L4T 5.1 reboot loop after enabling watchdog with RootFS A/B

The watchdog should be enabled by overlay dtbo and odmdata. We’ve verified that it would work on Xavier NX devkit with eMMC. We are finding the difference between them.

Hey @KevinFFF

you’re right, on the emmc module the watchdog is enabled by default, despite the dtb saying the opposite.

Now let’s get back to the original topic.

With emmc, I get 3 kernel panics followed by a reboot. The system says it is switching the boot chain then.
As with the sd module the system after that starts to reboot endlessly without switching to the other slot.

After 11 reboots I stopped watching…That’s sure not how it is meant to be?

Sorry to hijack this thread, but I am facing the same issue as @seeky15 in Jetpack 5.1 on AGX Xavier. Therefore, it is probable that the root cause for this issue is the same in both boards.

I too flash A/B file system, then go to slotB, corrupt slotA, and then use nvbootctrl to boot slotA. The system goes to kernel panic (as it should), and then after three retries, it keeps rebooting endlessly without switching over to the backup slot.

Could you help to provide the full serial console log for further check?
Please capture them from you corrupt the rootfs.

Here’s the log for AGX-Xavier.
AGX_Xavier_Serial_Console_Log.txt (428.6 KB)

I booted into slotA, corrupted slotB, then rebooted. The log shows what happens after the reboot command.

The same happens when I boot into slotB, corrupt slotA, then reboot. (That is, the same behavior is seen when going from slotA to slotB or from slotB to slotA).

Also, I tried corrupting the slot using dd command, and by removing entire rootfs. In all cases, I get the same outcome: The system retries three times, then goes into an endless rebooting cycle.

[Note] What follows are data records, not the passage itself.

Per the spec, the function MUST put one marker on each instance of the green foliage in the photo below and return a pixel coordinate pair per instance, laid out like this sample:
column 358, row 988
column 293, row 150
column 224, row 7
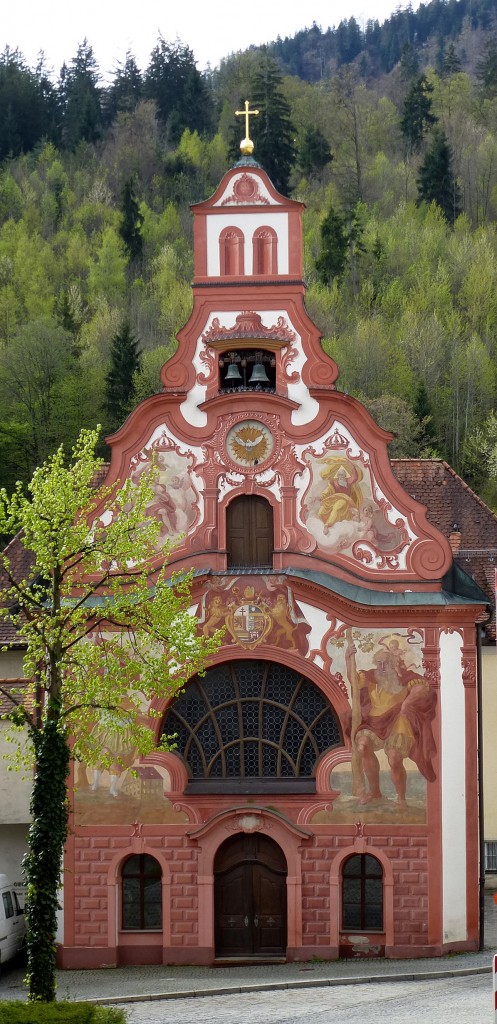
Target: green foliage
column 81, row 98
column 132, row 219
column 331, row 261
column 314, row 152
column 437, row 181
column 174, row 84
column 125, row 363
column 272, row 131
column 59, row 1013
column 95, row 645
column 417, row 116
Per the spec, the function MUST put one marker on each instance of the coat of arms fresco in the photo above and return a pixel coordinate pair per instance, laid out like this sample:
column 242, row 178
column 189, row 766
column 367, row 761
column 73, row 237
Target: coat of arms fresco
column 254, row 610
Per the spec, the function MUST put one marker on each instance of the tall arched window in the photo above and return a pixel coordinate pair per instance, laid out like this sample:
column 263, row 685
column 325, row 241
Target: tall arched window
column 141, row 894
column 264, row 245
column 232, row 252
column 362, row 904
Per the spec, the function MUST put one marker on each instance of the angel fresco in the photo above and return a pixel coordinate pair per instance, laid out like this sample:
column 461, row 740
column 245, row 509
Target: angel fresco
column 343, row 511
column 174, row 503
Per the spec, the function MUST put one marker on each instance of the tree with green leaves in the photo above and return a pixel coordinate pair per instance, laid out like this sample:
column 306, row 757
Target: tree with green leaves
column 125, row 361
column 417, row 116
column 437, row 181
column 273, row 131
column 131, row 222
column 104, row 637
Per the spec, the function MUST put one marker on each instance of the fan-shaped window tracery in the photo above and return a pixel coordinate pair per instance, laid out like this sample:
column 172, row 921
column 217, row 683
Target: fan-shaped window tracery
column 252, row 726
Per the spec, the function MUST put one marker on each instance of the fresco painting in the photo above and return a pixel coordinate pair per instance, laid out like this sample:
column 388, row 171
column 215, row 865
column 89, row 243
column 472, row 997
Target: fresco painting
column 340, row 510
column 254, row 610
column 175, row 502
column 389, row 724
column 126, row 791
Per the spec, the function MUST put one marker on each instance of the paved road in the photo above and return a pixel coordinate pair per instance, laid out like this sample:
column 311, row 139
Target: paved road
column 456, row 1000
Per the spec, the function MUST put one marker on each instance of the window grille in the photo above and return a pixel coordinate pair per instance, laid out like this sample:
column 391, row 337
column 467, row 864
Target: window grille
column 363, row 893
column 491, row 856
column 141, row 893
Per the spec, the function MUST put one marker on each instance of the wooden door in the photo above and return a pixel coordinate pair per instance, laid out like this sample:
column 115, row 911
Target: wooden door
column 249, row 531
column 250, row 898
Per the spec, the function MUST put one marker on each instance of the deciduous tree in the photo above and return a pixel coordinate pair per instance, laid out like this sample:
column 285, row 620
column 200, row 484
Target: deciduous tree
column 102, row 635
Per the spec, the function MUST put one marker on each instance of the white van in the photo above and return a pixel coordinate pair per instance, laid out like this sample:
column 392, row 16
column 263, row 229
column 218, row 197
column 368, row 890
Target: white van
column 12, row 923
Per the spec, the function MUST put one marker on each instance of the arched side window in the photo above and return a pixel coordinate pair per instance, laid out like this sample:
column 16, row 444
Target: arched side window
column 250, row 540
column 252, row 726
column 264, row 248
column 141, row 894
column 362, row 902
column 232, row 243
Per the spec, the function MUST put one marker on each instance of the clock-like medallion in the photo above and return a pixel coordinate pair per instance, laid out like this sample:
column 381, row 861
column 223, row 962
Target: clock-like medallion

For reference (so that issue may be reproduced at your end), the dd commands used were:

sudo dd if=/dev/zero of=/dev/mmcblk0p1 bs=1024k seek=10 count=40 (For corrupting slotA from slotB)
sudo dd if=/dev/zero of=/dev/mmcblk0p2 bs=1024k seek=10 count=40 (For corrupting slotB from slotA)

Hi sanaurrehman,

Thanks for your log.
We’ve known the root cause of the “endless rebooting” issue. There’s a bug in UEFI, we’ve gotten a solution and it needs more verification and testing.
In this moment, your use case would not trigger it recover back to slot A.

Hey @KevinFFF

I assume the same applies to Xavier NX with SD Card?

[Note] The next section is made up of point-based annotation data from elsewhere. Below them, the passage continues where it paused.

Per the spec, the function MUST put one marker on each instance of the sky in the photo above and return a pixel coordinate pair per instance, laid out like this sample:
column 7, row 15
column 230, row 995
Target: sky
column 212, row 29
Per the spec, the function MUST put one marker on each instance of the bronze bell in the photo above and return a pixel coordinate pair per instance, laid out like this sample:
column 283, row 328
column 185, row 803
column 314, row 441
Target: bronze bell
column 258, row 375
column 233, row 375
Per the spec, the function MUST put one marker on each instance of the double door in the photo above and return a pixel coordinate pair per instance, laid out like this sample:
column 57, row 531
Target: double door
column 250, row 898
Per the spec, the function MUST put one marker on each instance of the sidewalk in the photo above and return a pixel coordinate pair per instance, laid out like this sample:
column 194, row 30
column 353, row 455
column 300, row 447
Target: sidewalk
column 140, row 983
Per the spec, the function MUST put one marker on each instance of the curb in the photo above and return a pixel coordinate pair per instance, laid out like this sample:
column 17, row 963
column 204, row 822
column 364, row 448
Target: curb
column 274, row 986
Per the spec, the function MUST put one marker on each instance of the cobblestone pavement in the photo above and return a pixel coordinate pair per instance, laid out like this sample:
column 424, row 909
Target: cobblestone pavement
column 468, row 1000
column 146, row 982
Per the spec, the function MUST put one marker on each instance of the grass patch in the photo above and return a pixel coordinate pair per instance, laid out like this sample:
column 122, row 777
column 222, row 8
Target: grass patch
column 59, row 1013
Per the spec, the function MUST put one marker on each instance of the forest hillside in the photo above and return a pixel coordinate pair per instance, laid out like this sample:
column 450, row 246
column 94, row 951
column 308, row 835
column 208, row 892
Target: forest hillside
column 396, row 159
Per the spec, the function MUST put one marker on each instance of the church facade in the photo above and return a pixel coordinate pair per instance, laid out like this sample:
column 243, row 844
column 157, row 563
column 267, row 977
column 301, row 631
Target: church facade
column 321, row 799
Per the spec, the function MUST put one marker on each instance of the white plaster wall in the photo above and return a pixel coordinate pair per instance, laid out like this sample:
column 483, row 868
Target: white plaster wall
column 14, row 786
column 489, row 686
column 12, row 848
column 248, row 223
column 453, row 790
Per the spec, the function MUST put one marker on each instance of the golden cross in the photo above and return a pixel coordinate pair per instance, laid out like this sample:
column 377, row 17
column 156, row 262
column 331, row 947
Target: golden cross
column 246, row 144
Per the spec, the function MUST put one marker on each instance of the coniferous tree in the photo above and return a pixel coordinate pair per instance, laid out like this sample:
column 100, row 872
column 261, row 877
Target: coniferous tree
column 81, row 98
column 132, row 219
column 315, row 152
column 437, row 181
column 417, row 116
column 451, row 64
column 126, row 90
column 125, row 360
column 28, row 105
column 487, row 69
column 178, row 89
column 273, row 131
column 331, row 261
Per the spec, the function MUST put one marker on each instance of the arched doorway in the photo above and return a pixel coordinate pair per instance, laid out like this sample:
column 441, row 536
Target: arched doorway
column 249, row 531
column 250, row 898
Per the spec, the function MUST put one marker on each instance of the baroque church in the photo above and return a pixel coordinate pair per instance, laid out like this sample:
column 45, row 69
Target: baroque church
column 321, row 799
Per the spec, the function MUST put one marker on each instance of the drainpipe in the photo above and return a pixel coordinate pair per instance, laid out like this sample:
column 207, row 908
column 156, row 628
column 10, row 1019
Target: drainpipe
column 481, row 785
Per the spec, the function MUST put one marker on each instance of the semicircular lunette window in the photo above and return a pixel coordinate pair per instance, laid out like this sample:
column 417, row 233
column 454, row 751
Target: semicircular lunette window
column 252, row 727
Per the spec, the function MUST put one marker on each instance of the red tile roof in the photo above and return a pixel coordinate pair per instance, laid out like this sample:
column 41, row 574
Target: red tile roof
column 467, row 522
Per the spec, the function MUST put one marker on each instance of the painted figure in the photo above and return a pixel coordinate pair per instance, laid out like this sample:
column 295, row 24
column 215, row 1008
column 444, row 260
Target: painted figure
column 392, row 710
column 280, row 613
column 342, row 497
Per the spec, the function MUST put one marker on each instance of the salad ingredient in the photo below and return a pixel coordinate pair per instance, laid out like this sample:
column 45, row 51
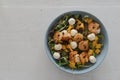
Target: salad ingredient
column 56, row 55
column 58, row 47
column 92, row 59
column 91, row 36
column 73, row 44
column 73, row 32
column 71, row 21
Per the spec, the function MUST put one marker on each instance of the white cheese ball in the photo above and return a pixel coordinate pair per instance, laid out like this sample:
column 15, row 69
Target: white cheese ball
column 77, row 59
column 91, row 36
column 71, row 21
column 73, row 32
column 64, row 31
column 58, row 47
column 92, row 59
column 98, row 31
column 73, row 44
column 56, row 55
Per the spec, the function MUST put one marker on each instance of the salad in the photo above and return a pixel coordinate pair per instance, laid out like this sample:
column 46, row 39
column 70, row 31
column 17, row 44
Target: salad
column 75, row 41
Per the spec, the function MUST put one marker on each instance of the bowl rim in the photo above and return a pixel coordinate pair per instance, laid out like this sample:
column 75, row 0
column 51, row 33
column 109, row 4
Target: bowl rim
column 105, row 49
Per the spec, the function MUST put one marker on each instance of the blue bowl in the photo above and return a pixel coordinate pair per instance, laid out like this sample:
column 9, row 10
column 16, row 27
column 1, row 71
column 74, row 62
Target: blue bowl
column 100, row 57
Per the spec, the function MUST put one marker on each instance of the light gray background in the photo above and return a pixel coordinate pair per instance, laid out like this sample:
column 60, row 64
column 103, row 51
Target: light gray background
column 23, row 24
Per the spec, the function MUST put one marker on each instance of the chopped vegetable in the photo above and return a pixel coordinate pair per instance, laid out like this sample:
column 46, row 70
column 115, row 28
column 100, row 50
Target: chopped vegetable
column 75, row 41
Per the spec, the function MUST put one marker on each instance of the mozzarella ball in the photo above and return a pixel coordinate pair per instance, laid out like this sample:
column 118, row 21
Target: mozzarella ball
column 98, row 31
column 73, row 32
column 58, row 47
column 56, row 55
column 71, row 21
column 77, row 58
column 64, row 31
column 91, row 36
column 73, row 44
column 92, row 59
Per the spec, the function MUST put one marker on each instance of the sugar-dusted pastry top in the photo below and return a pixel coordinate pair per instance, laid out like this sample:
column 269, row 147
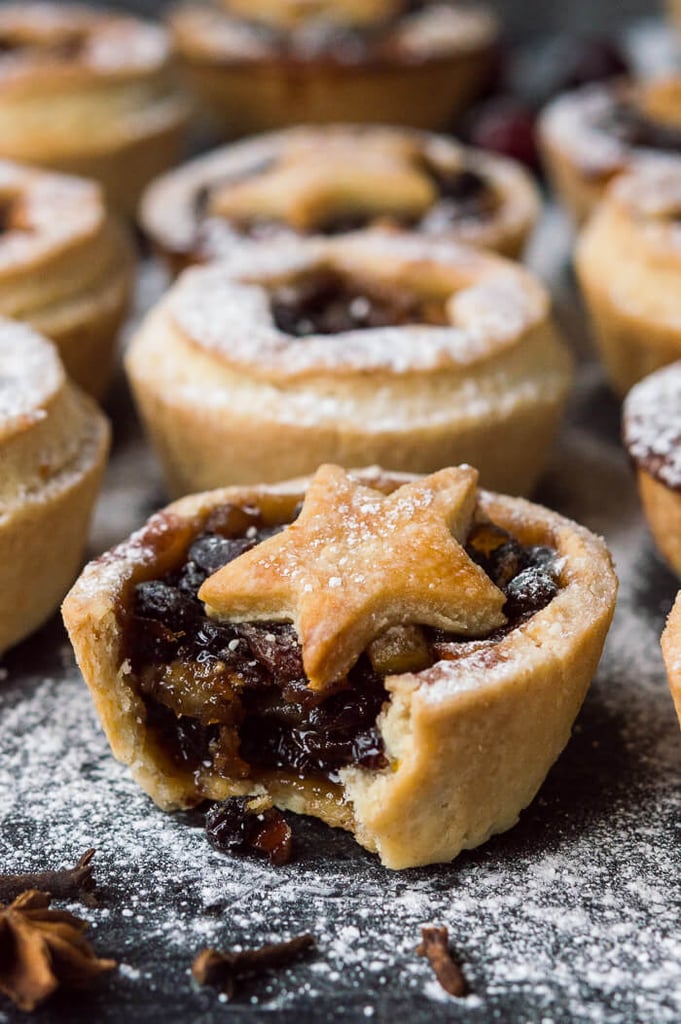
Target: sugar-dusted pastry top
column 602, row 127
column 388, row 304
column 236, row 689
column 382, row 31
column 55, row 42
column 334, row 180
column 42, row 214
column 652, row 425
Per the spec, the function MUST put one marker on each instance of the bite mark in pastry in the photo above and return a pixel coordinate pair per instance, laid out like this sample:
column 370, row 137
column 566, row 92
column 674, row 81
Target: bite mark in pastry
column 66, row 267
column 335, row 180
column 88, row 92
column 430, row 743
column 257, row 67
column 53, row 444
column 652, row 435
column 594, row 134
column 628, row 261
column 350, row 350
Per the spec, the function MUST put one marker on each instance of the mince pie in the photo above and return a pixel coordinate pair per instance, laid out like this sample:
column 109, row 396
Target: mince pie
column 257, row 65
column 400, row 656
column 593, row 134
column 373, row 348
column 53, row 444
column 66, row 267
column 652, row 436
column 337, row 180
column 671, row 644
column 629, row 265
column 88, row 92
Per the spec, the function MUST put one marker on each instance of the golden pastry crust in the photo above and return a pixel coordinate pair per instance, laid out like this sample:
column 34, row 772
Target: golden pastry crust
column 254, row 74
column 468, row 741
column 671, row 644
column 311, row 180
column 53, row 444
column 587, row 141
column 628, row 261
column 652, row 435
column 227, row 396
column 66, row 267
column 88, row 93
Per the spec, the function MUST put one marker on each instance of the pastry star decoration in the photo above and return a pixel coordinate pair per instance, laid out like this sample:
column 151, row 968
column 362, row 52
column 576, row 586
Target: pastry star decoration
column 356, row 561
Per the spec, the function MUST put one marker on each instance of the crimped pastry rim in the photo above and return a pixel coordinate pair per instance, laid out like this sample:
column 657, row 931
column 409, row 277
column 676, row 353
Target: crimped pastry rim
column 92, row 611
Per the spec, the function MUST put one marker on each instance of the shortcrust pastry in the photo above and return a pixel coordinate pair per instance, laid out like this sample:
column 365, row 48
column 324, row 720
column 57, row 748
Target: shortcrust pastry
column 671, row 644
column 53, row 444
column 88, row 92
column 367, row 349
column 66, row 267
column 629, row 264
column 336, row 180
column 652, row 436
column 400, row 656
column 593, row 134
column 258, row 66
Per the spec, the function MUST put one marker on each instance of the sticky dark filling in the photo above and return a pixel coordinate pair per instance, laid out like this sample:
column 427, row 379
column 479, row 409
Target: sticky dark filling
column 463, row 196
column 235, row 697
column 330, row 303
column 632, row 127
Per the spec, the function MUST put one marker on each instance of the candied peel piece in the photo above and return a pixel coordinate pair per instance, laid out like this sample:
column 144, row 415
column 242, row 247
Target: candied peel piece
column 357, row 561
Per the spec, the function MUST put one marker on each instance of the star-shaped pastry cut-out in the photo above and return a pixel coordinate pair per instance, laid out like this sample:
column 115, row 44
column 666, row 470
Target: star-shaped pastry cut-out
column 356, row 561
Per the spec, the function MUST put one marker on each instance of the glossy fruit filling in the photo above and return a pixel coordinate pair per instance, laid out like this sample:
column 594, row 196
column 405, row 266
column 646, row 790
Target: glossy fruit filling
column 233, row 697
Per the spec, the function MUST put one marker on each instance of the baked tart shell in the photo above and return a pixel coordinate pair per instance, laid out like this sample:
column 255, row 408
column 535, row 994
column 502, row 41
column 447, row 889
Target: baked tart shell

Let’s assume that you fix the bug in UEFI and the system will correctly set the not working slot to UNBOOTABLE.
I’d add a working rootfs to that slot afterwards then to recover it’s functionality. How will we be able to set the slot to BOOTABLE again? Will this automactially happen when using “nvbootctlr set-active-boot-slot”?

Xavier NX with SD Card has another watchdog issue, which could be fixed by this as quick workaround. We are still finding the cause. If you have above workaround on your Xavier NX with SD card, the situation from my previous reply could also be applied.

After fixing the corrupted partition, you could refer to the following steps to set the slot back to BOOTABLE in UEFI menu.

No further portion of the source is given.